My summer focused on movement helped prepare me to go after several lofty goals I had set. One was to complete my 5th 100-mile race. My reach-goal was to do it in less than 30 hours, almost a full four hours faster than my fastest time. Hard work pays off! I set personal records for my 50k, 50 mile, 100K, 24 hours, and 100-mile distances at the 2020 Endless Mile. My time was 26:47:30 on that 100 miles (more than a full 7 hours faster than my previous best.) My 24-hour distance was 18 miles better than the previous high. I felt amazing this year compared to every other year. I never hit a pain cave or a point where I was questioning my sanity during that first 100 miles. In fact, my 100th mile was sub-12-minute pace. The last quarter of that was sub-7-minute pace.

Unfortunately, my race ended at 105 miles. My knee hit an immediate snag and my race was done with over 18 hours left on the clock. I actually ran over 30% of that first 100 miles. I went out a little too hard and didn’t ever slow down. That in combination with bad form and an aggravated ankle were my downfall. Correctible issues and teachable moments. My reach distance goal was 150 miles for the Endless Mile, which was very attainable, even with a significant slowdown. A different time and place, I would have made the decision to push through, but I’m not as stubborn or stupid as I once was…I don’t think.

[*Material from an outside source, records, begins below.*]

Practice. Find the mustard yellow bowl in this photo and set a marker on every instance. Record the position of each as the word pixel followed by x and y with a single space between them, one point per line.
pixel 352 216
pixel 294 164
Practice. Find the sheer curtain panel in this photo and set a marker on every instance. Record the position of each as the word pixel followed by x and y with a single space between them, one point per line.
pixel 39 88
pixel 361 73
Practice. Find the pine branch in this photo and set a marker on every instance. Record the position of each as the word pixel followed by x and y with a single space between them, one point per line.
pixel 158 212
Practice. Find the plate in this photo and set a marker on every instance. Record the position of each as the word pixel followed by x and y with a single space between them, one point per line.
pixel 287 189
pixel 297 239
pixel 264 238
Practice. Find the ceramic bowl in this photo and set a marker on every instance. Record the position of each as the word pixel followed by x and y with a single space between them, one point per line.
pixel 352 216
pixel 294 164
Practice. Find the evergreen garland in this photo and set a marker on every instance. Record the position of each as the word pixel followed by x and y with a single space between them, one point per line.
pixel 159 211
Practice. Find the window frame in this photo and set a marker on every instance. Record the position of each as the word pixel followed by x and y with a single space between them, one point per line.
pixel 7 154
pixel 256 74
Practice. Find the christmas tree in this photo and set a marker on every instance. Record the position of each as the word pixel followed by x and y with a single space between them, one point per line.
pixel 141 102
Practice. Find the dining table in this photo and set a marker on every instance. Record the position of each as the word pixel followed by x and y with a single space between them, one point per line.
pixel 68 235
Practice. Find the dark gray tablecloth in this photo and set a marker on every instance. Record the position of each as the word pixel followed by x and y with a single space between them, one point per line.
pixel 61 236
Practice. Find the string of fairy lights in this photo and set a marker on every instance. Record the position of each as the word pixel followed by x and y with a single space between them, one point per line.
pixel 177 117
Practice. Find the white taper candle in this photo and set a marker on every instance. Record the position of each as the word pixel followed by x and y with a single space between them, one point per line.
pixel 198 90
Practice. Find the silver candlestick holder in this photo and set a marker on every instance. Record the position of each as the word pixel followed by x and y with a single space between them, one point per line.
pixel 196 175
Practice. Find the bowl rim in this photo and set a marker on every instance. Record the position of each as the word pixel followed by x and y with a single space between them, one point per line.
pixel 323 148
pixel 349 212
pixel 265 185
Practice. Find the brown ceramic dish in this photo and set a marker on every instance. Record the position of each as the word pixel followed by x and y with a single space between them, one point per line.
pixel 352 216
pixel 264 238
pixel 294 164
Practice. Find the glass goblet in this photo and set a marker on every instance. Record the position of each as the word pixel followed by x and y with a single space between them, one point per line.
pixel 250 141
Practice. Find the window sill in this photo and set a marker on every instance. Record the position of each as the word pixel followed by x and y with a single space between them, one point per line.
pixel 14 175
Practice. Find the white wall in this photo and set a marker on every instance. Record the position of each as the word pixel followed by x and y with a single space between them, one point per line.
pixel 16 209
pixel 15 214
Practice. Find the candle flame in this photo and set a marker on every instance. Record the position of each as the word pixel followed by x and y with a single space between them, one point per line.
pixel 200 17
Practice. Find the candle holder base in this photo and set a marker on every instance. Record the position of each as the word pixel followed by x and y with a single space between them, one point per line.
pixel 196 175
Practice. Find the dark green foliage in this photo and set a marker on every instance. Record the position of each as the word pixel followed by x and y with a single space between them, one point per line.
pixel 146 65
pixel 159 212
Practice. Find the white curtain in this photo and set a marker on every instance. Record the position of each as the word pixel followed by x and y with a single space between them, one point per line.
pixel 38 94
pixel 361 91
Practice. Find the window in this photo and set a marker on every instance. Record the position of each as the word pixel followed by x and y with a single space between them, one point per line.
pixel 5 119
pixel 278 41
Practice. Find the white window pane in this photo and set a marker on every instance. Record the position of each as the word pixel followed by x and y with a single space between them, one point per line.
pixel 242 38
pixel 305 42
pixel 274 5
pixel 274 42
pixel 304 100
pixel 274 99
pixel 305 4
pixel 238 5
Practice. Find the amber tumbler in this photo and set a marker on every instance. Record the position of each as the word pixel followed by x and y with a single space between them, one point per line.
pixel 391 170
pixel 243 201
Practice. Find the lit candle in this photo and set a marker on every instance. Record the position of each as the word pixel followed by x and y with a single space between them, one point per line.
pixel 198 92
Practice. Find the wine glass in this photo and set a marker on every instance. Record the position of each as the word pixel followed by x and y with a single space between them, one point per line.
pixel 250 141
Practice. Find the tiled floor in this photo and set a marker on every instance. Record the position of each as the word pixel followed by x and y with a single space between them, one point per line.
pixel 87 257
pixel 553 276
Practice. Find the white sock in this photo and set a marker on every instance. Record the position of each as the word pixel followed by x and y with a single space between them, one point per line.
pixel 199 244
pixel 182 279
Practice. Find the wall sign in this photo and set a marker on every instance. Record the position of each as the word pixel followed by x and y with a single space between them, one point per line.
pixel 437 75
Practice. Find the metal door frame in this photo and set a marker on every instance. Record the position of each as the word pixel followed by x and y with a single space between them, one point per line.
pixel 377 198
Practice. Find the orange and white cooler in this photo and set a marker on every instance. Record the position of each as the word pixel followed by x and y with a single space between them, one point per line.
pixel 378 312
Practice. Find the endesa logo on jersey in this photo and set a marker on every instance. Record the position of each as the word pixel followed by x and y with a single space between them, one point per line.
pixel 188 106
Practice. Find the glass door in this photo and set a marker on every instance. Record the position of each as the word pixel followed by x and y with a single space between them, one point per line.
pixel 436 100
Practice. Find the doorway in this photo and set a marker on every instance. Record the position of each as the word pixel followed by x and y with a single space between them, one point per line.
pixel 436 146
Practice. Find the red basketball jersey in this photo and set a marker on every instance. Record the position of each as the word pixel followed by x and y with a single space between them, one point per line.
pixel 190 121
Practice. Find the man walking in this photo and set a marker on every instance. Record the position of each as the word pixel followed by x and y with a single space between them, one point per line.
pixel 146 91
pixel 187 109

I still had one more race on the calendar at the time. A Race Across the Years…
But life happens while you’re making plans. The Race Across the Years was what I had been training for since the original 3 Days at the Fair was cancelled back in the Spring. I was going to skip the 72-hour race and go straight for the jugular: A 500K race in late December/early January in Arizona. Most of my jumps in distances have been drastic. I went from doing 5k’s to half-marathons (13.1 miles) in 2013. From half-marathons to ultramarathons (31.1 miles) in 2014. From ultramarathons to 100-milers in 2016. So why not 300-milers in 2020?
Not all stories have happy endings, but this one is neither happy nor sad. In the words of the great American philosopher Nicholas L. Saban, Jr., “It is what it is.” At the time I was finishing my laps at the Endless Mile the event was cancelled. Part of me is still wonder what if, but I’ve since moved on. I closed out my running this year on a brutal 55k known as the Blood Rock or Snow White and the Seven Dwarves as I prefer to call it. I’ve just tried to keep moving since then and maintain my sanity.
My 2020 ends in a better place than it started, and I found out just a little bit more about myself along the way. It’s easy to look back and see how I would have done things differently because, of course, Hindsight is 2020. Some day when I look back on this weird year, I’ll probably remember it more fondly than what it actually was: a detour. We are often only concerned with the destination and not the journey. This year definitely was a journey that I did not see coming, and I will still spend a long time processing. But I can’t complain about the end result in my world.